Motor racing, of whatever level, isn’t really my thing but even I’ve heard of the likes of Niki Lauda (his rivalry with James Hunt was the subject of Rush) and Ayrton Senna, whose life was the subject of a separate documentary. Senna, and Dundalk-born Tommy Byrne were contemporaries, both coming through the ranks with the aim of being Formula 1 Drivers. Only one of them made it – and it wasn’t Byrne.
Sean O’Cualain’s documentary introduces us to the driver who came and went in the space of four short years in the early 80s. Who, as we’re repeatedly told, had all the talent, but never made it to the top. The reasons why are apparent from early on – a wild, unruly nature, a love of partying and all that went with it, and a dislike of being told what to do. He was too big a risk for racing bosses – and his behaviour meant sponsors didn’t want to touch him either, so he rose through the ranks on a wing and a prayer. But his results were so good that the other drivers resented him for doing so well with next to nothing to his name.
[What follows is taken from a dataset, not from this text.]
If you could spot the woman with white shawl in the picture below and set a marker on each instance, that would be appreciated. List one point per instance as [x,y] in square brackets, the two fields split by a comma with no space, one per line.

His ultimate big chance was a case in point, as well as a watershed moment in his career. Part of his prize for winning the F3 championship in 1982 was a test with McLaren, a real shot at the big time. His driving was impressive but, as the story goes, his behaviour once he got out of the car was anything but and it sealed his fate. He never got a sniff of a chance again and ended up racing in Mexico which, in the motor racing community, was about as low as you could get. At the risk of a terrible pun, it was the pits.
Watching and listening to Byrne’s story, the likes of George Best and Alex Higgins come to mind, blessed with an inordinate amount of talent and cursed with temperaments that didn’t match. Byrne is still with us, in itself remarkable given the excesses of his lifestyle, but what we see is a slight middle aged man with a twinkle in his eye and who’s ploughing through memorabilia from his past. The film shows that he’s come to terms with his history, but he certainly hasn’t forgotten it. Yet it’s hard to equate the man we see before us with the behaviour that everybody talks about. The director needs a more extensive archive to paint such a colourful story and it simply isn’t there. There’s a certain amount of footage, the occasional track side interview and some photographs but it’s not enough. Black and white animated drawings are a clumsy effort to fill in the blanks and simply don’t work.
Essentially, it’s a hard luck story, but one that never feels sorry for itself. Byrne is endearingly honest about his shortcomings as a young man, although a twinge of resentment still remains, and anybody who loves motor racing will make a b-line for it. That, however, may be the limit of its appeal.
Crash And Burn is released on Friday, 30 December 2016 and reviewed on Talking Pictures on Thursday, 5 January 2017.